I'd go to the Cowal peninsula, Argyll & Bute, west of Scotland. We hired a house there a couple of summers ago, and it's the most beautiful and peaceful place I know:

https://img69.imageshack.us/my.php?image=cowal1ib.jpg

If it weren't for the hideous flight, I'd love to go to Argentina, Chile and Uruguay.


----------



## johnapril (Feb 8, 2006)

Bergdorf Goodman, afterhours, with a large sack and a way out.


----------



## AlanC (Oct 28, 2003)

Wow. What a wonderful opportunity.

Africa sounds nice, but for the kind of trip you're taking probably not the best option.

I would seriously consider Mumbai, as globetrotter suggests. India is amazing, and you could pick up some custom clothes pretty easily.

South America is also nice. I spent some time in Colombia last month (my first trip to SA), and it's beautiful with wonderful people. There is some danger involved, but mainly outside of the cities. I had people who watched out for me, and never felt in any danger at all.

Given that I've been to both of the above, I would be mightily tempted by Australia. I've always wanted to go there. What might weigh against it would be the desire for something non-English speaking and thus more exotic. 

Let us know what you decide, and have fun!


----------



## tiger02 (Dec 12, 2004)

Thanks for everyone's input, from the practical (ah, johnapril) to the sublime (Matt & Ashie's pictures both). I'll have more information in a couple of weeks. You can be sure that I'll share my experiences!

FWIW the most beautiful place I've yet seen is the Amalfi coast, from the porch of a villa high above Praiano. It's going to be tough to beat:


----------



## iammatt (Sep 17, 2005)

> quote:_Originally posted by LabelKing_
> 
> 
> 
> ...


I was in Havana for a week about six years ago. It is pretty easy to get to from the US. I went through Toronto, but only because I was travelling with Canadian friends. I think the easiest way is through Cancun.

It is a fascinating city. It is also very sad. I would suggest going soon. There are a couple of good hotels owned by the Melia chain out of Spain, and a few nice smaller ones that I cannot remember the names of. If you are interested, email me and I will try to look them up.
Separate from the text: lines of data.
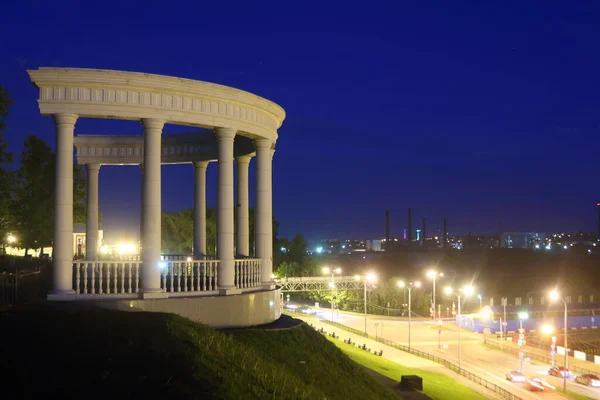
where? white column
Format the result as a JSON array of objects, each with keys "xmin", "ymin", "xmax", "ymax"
[
  {"xmin": 254, "ymin": 139, "xmax": 274, "ymax": 288},
  {"xmin": 140, "ymin": 118, "xmax": 165, "ymax": 297},
  {"xmin": 49, "ymin": 114, "xmax": 77, "ymax": 297},
  {"xmin": 85, "ymin": 164, "xmax": 100, "ymax": 261},
  {"xmin": 235, "ymin": 156, "xmax": 252, "ymax": 258},
  {"xmin": 215, "ymin": 128, "xmax": 238, "ymax": 294},
  {"xmin": 194, "ymin": 161, "xmax": 208, "ymax": 260},
  {"xmin": 140, "ymin": 164, "xmax": 144, "ymax": 252}
]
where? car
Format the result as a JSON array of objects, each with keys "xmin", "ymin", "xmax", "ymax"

Food is pretty bad. The best restaurant that I ate at was in the building where the movie 'Strawberry and Chocolate' was filmed. Unfortunately, the average food is like the average building in Havana. The recipes are probably good, but the spices and ingredients are too expensive to import so the overall effect is not good.


----------



## MarkY (Mar 24, 2005)

> quote:_Originally posted by tiger02_
> 
> FWIW the most beautiful place I've yet seen is the Amalfi coast, from the porch of a villa high above Praiano. It's going to be tough to beat:


My wife and I spent a week on the Amalfi Coast a couple of years ago. We stayed in Positano but did the whole drive, including Praiano. It is definately the most beautiful place we've ever seen. Nice picture.

Mark


----------



## iammatt (Sep 17, 2005)

Hotel Capri Palace:


----------



## LabelKing (Sep 3, 2002)

> quote:_Originally posted by iammatt_
> 
> 
> 
> ...


There is a hallowed decadence to Havana where I imagine aged showgirls wander the streets, decked out in frayed gaudiness and white-suited dandies stroll. Of course, that may all be just romantic notions but still a nice thought.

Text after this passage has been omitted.